ところでこの時期ヨーロッパはダンスということでいえば比較的おとなしく、アメリカと日本が騒々しかったわけだが、マース・カニンガムや、カロリン・カールソンを介してフランスがアメリカのダンスを輸入したのとは別に、近年ヨーロッパでポストモダンダンスの再評価が起こっていることは恥ずかしながら最近まで知らなかった。前にも書いた Dominique Fretard, Danse Contemporaine: Danse et Non-Danse, Editions Cercle d'Art, 2004 をパラパラやっていると(まだ読んでない)いきなりイヴォンヌ・レイナーのドアップが出てきたりして、何なんだと思ってはいたが、その横に写真が出ているグザヴィエ・ル・ロワのことを調べると、この辺りのいわゆる「ノン・ダンス」とか呼ばれている人たちはポストモダンダンスからかなり影響を受けている、というか、ポストモダンダンスの実践を反スペクタクルの立場から相当リスペクトしているらしいということがわかった。今イタリアから日本に来ているAに教えてもらった Silvia Fanti / Xing (a cura di), Corpo Sottile: Uno Sguardo sulla Nuova Coreografia Europea, Ubulibri, 2003 という本で、ル・ロワがインタヴューに応えたりしているのだが、96年にアルブレヒト・クヌスト・カルテット(Quatuor Albrecht Knust)というフランスのグループが、レイナーが主導していた初期グランド・ユニオンの Continuous Project - Altered Daily と、パクストンの Satisfyin' Lover を復元上演していて、そこに参加したことから大きな影響を受けたと言っている。ネットで調べてみたらアラン・ビュファールとかボリス・シャルマッツも周辺にいた。ビュファールはNYで作品を見たが、そういえば彼もハルプリンやレイナーに傾倒しているのだった。

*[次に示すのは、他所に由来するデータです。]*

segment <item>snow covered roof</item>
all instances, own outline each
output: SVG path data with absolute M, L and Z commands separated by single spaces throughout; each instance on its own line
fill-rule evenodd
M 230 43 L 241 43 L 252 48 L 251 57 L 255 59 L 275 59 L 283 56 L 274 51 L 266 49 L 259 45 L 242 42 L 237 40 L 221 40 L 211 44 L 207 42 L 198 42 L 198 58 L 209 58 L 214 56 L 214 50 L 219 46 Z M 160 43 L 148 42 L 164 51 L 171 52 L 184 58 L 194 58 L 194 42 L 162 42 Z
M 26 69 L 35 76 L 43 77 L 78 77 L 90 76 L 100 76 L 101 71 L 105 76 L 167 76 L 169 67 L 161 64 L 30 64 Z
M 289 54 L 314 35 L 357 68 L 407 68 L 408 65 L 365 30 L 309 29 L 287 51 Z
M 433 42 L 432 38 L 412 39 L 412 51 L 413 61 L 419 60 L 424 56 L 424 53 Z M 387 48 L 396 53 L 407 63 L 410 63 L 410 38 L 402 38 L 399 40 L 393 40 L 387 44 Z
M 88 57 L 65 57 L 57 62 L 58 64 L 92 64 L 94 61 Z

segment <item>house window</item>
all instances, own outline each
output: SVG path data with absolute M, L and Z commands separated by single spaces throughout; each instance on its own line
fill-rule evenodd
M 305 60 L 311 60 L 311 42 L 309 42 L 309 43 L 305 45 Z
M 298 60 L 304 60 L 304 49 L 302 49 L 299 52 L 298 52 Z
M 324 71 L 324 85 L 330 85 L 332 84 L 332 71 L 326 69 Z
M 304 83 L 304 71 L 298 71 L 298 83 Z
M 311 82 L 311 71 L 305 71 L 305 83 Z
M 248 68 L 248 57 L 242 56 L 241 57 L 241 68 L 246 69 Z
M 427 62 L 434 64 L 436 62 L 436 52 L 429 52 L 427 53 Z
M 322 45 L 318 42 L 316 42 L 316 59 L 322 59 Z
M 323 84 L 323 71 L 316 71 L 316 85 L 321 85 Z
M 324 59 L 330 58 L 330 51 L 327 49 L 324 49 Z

ちなみにアルブレヒト・クヌストというのが誰だかわからないと思って放置していたら、たまたまラバンのことを調べていてこの名前に行き当たった。ラバンの直弟子で、ラバノーテーションの権威だった(この前のシンポジウムの時には無知を晒してしまった)。それでこのカルテットというのは、フランス人の四人組で、ニジンスキーの復元上演とか、そういう活動を色々している集団らしい。この復元版 Continuous Project - Altered Daily は2001年にカナダのヌーヴェル・ダンス・フェスでも上演されていて、その時のレヴューLena Marie Stuart は結構辛口というか、「何で(レイナーの仕事の中で)これをやるのか意味不明」、そして単に「古臭く」「くだらなくて笑える」パフォーマンスということで終わってしまったと書いている*1。ラバノーテーションとグランド・ユニオンのこの不幸な出会い、そしてその責任者たるアルブレヒト・クヌスト・カルテットの呪わしい生真面目さ(「古典」を祭り上げたがる奴隷っぽさ?)が、その後のル・ロワの仕事によってどこまで贖われているのか。
聞くところによるとパリのシネマテークのダンス部門が、アメリカの映像もかなり所蔵しているかも知れないとのことで、次はもしかしてパリかなと思っている。

*1:まあ今、普通に公演として見たらそんなところかも知れないが、逆にいえば、例えばこの前のトリエンナーレに出ていたようなパフォーマンス風のものなどはほとんどグランド・ユニオンによって30年くらい前に既に超えられてるよなと思いながら見ていた。しかし1970年代と今とでは時代がこれだけ違うのに作り手が同じような方向に向かっているということは、この30年という時間経過の中に距離をこじ開ける(=問題を形成する)という作業が絶対に何かの鍵を握っていると思う。